I never quite understood the if needed part of the description.

.fetchAll() Fetches the given list of Parse.Object.

.fetchAllIfNeeded() Fetches the given list of Parse.Object if needed.

What is the situation where I might use this and what exactly determines the need? I feel like it's something super elementary but I haven't been able to find a satisfactory and clear definition.

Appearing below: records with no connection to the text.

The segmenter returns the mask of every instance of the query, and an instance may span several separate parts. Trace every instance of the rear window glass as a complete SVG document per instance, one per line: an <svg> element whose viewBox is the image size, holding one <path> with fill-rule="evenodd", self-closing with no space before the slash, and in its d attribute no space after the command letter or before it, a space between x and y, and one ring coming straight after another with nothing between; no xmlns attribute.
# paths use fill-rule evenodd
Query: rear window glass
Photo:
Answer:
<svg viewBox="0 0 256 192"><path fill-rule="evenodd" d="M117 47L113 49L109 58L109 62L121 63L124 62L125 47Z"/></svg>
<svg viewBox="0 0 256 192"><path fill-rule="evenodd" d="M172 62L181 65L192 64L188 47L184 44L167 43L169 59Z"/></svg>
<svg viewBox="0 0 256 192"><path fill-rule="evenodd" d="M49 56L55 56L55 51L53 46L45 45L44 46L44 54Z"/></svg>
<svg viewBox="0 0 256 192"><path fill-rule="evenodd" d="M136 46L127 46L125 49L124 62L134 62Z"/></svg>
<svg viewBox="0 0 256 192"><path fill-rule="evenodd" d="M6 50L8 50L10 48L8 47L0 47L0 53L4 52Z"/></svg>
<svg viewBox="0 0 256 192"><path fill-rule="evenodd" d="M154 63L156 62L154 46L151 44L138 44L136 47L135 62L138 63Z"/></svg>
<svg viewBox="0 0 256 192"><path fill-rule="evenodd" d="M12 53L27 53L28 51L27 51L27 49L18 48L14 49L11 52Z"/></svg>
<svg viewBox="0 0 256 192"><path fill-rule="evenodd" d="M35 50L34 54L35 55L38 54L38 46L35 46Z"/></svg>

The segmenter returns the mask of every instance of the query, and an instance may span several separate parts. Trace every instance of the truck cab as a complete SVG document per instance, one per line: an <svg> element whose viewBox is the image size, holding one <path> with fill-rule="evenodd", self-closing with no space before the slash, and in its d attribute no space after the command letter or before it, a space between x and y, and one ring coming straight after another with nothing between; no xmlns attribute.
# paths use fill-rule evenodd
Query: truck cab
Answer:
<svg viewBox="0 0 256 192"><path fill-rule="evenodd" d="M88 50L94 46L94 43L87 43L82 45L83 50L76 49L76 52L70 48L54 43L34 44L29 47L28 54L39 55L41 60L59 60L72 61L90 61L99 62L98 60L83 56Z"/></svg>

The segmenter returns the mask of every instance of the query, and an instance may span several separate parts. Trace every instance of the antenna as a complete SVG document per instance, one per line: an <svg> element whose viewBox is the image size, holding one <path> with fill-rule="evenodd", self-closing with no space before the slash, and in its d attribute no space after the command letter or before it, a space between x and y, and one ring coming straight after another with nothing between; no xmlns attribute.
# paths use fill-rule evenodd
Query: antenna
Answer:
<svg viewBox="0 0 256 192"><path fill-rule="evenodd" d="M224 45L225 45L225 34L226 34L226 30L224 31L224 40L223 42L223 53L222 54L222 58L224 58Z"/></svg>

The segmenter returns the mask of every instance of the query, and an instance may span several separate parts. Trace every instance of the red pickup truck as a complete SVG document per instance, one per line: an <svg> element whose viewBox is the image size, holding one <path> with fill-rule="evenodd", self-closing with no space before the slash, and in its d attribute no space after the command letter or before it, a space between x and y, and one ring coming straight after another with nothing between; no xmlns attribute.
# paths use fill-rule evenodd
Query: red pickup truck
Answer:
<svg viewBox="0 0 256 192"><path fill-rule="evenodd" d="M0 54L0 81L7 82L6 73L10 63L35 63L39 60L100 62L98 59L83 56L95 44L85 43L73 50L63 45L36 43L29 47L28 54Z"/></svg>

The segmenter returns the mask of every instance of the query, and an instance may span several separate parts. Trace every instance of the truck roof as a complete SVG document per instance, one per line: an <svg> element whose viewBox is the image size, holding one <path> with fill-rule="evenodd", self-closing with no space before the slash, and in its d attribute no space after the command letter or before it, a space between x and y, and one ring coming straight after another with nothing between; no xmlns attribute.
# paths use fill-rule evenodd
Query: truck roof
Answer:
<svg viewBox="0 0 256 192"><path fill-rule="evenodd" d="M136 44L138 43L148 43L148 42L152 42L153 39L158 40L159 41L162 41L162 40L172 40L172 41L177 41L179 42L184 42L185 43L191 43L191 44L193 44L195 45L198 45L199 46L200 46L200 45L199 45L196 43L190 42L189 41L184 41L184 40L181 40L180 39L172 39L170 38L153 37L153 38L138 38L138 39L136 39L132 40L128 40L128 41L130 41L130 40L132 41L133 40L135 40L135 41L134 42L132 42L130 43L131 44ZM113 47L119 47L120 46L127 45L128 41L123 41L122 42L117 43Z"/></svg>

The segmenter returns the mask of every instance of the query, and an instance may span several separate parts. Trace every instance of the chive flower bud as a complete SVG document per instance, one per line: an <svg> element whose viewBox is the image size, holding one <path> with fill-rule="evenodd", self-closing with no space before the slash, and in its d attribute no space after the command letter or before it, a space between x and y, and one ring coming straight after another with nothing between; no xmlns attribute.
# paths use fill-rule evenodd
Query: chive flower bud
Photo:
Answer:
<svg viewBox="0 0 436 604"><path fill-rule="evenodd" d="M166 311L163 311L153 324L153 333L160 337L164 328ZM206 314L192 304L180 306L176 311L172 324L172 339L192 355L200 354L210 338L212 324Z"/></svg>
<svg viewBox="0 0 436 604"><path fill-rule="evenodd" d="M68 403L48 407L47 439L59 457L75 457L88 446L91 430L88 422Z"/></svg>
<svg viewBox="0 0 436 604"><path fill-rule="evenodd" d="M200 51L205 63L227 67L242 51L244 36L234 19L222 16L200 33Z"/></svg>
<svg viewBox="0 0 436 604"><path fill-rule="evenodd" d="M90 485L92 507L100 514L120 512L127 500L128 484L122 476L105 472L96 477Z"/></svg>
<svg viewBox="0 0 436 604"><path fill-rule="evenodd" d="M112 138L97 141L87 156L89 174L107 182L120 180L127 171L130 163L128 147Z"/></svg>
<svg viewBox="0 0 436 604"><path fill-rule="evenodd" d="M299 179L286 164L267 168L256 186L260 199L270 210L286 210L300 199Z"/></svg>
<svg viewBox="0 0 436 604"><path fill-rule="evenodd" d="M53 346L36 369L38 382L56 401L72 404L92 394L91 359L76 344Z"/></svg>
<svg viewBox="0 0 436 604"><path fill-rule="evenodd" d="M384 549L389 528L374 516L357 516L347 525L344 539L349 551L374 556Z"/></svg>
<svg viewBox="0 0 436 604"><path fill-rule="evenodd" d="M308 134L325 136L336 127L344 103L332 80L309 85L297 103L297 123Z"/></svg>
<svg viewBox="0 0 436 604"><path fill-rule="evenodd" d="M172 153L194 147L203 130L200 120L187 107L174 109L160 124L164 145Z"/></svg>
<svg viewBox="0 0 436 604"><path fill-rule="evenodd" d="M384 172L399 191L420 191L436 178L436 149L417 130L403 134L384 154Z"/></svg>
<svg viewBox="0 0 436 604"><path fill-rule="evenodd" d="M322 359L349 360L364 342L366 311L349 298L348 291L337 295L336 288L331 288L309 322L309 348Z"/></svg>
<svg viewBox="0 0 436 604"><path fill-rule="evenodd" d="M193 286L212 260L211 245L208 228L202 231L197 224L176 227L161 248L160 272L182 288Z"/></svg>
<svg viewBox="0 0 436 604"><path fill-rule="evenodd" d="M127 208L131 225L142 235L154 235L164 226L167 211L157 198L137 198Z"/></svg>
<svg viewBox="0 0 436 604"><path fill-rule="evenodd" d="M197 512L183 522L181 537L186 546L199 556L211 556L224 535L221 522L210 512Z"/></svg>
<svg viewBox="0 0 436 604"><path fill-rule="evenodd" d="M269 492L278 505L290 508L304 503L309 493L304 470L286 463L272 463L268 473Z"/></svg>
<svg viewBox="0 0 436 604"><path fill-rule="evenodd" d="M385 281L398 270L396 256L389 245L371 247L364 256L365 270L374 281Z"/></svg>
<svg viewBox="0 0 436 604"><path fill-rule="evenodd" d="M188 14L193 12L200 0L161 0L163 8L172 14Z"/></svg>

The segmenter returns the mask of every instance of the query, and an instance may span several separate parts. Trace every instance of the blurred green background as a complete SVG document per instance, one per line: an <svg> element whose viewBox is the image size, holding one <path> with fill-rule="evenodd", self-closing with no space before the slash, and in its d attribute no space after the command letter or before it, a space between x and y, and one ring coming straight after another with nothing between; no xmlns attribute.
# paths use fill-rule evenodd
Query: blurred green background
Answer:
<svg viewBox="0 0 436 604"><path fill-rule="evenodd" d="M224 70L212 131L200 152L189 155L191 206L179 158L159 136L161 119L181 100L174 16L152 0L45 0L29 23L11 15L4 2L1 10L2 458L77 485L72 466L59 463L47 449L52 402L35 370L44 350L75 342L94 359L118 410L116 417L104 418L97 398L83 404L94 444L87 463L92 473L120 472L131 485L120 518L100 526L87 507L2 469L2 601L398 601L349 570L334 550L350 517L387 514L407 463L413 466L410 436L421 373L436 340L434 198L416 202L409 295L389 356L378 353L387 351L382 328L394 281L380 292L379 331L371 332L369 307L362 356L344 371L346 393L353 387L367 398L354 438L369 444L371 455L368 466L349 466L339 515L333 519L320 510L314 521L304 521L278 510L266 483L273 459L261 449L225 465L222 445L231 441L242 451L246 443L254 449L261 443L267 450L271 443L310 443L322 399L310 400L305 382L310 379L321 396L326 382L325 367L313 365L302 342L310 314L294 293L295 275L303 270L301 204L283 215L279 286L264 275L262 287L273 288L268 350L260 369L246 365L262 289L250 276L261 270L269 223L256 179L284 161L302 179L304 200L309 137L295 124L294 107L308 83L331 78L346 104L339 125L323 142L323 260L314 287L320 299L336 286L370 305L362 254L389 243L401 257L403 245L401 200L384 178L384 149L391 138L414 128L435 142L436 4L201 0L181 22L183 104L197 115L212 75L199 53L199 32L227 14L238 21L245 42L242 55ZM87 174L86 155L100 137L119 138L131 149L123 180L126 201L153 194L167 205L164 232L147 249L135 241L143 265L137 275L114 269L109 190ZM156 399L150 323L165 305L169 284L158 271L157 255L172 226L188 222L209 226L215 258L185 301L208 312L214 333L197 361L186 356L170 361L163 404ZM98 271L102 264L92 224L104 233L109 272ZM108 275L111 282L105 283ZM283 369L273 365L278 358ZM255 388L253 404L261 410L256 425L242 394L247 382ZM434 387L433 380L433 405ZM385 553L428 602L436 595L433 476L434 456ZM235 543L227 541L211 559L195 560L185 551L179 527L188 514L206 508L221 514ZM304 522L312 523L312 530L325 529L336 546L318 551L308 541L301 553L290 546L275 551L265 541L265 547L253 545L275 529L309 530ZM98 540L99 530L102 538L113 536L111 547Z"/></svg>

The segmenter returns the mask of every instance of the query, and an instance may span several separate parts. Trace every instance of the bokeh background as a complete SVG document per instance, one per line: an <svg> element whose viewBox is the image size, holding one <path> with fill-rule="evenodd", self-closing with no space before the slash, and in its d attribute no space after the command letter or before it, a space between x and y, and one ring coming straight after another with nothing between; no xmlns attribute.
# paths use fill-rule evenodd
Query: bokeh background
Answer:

In the example in the API, I notice that the fetchAllIfNeeded() has:

// Objects were fetched and updated.

In the success while the fetchAll only has:

// All the objects were fetched.

So does the fetchAllIfNeeded() also save stuff too? Very confused here.

UPDATES

TEST 1

Going on some of the hints @danh left in the comments I tried the following things.

var todos = [];
var x = new Todo({content:'Test A'});  // Parse.Object
todos.push(x);
x.save();

// So now we have a todo saved to parse and x has an id. Async assumed.

x.set({content:'Test B'});

Parse.Object.fetchAllIfNeeded(todos);

So in this scenario, my client x is different than the server. But the x.hasChanged() is false since we used the set function and the change event is triggered. fetchAllIfNeeded returns no results. So it isn't that it's trying to compare this outright to what is on the server to sync and fetch.

I notice that in the request payload, running the fetchAllIfNeeded is sending the following interesting thing.

{where: {objectId: {$in: []}}, _method: "GET",…}

So it seems that on the clientside something determines whether an object isNeeded

Test 2

So now, based on the comments I tried manipulating the changed state of the object by setting with silent.

x.set({content:'Test C'}, {silent:true});
x.hasChanged(); // true
Parse.Object.fetchAllIfNeeded(todos);

Still nothing interesting. Clearly the server state ("Test A") is different than clientside ("Test C"). and I still results [] and the request payload is:

{where: {objectId: {$in: []}}, _method: "GET",…}

UPDATE 2

Figured it out by looking at the Parse source. See answer.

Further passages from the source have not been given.